"Prioritise the Safety" - Rugby League Governing Body Lowers Tackle Height - Ruck

“Prioritise the Safety” – Rugby League Governing Body Lowers Tackle Height

The legal height of the tackle has been lowered in Rugby League in the UK, due to an increased focus on reducing the danger of concussions and other Traumatic Brain Injuries. The RFL confirmed the new legal tackle height to be below the armpit, with the change coming into affect for the professional game in 2025.

The new tackle height will be introduced in the community game across all levels (including age grade at professional clubs) in 2024, in an attempt to “make the sport safer and more accessible at all levels.” This rule change comes amongst a collective of 44 alterations, which were suggested by Rugby League’s Brain Health and Clinical Advisory Group. Other rules introduced include (as reported by Reuters), ‘a trial of ‘Concussion Spotters’, match limits for professional players and a mandatory four-week off-season followed by two weeks of non-contact training.’

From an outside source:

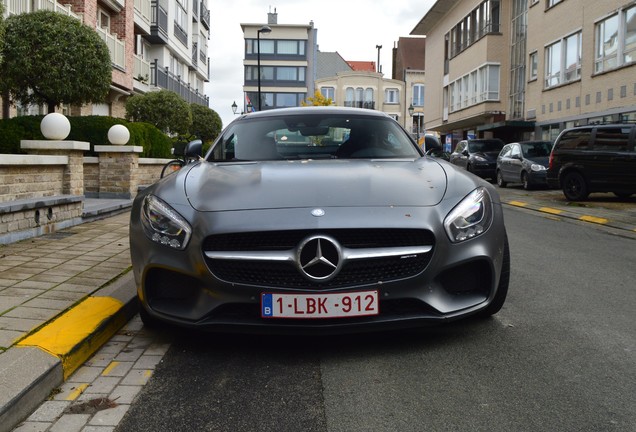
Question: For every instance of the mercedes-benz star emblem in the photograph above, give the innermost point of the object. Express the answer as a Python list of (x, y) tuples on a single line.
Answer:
[(319, 258)]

“We believe (the changes) are essential, as Rugby League must respond to developments in medical and scientific knowledge to prioritise the safety of those that play,” said RFL Chief Executive Tony Sutton.

“They offer exciting opportunities to increase the appeal and accessibility of Rugby League, especially at junior and community levels.”

The lowering of the tackle height comes during an ongoing lawsuit including over 150 former professional players across Rugby Union, Rugby League and football. The retired players are suing the respective governing bodies, due to having developed neurological impairments, such as early onset dementia and other neurodegenerative diseases, following a playing career of concussions and other traumatic brain injuries.

Rugby Union has previously made alterations to the tackle height across the community game, with the ‘waist and below’ legal tackle height introduced to the National League One and below for men, and Championship and below for women. Football has also investigated the impact of heading the ball, with reports around limiting this in training for age group players.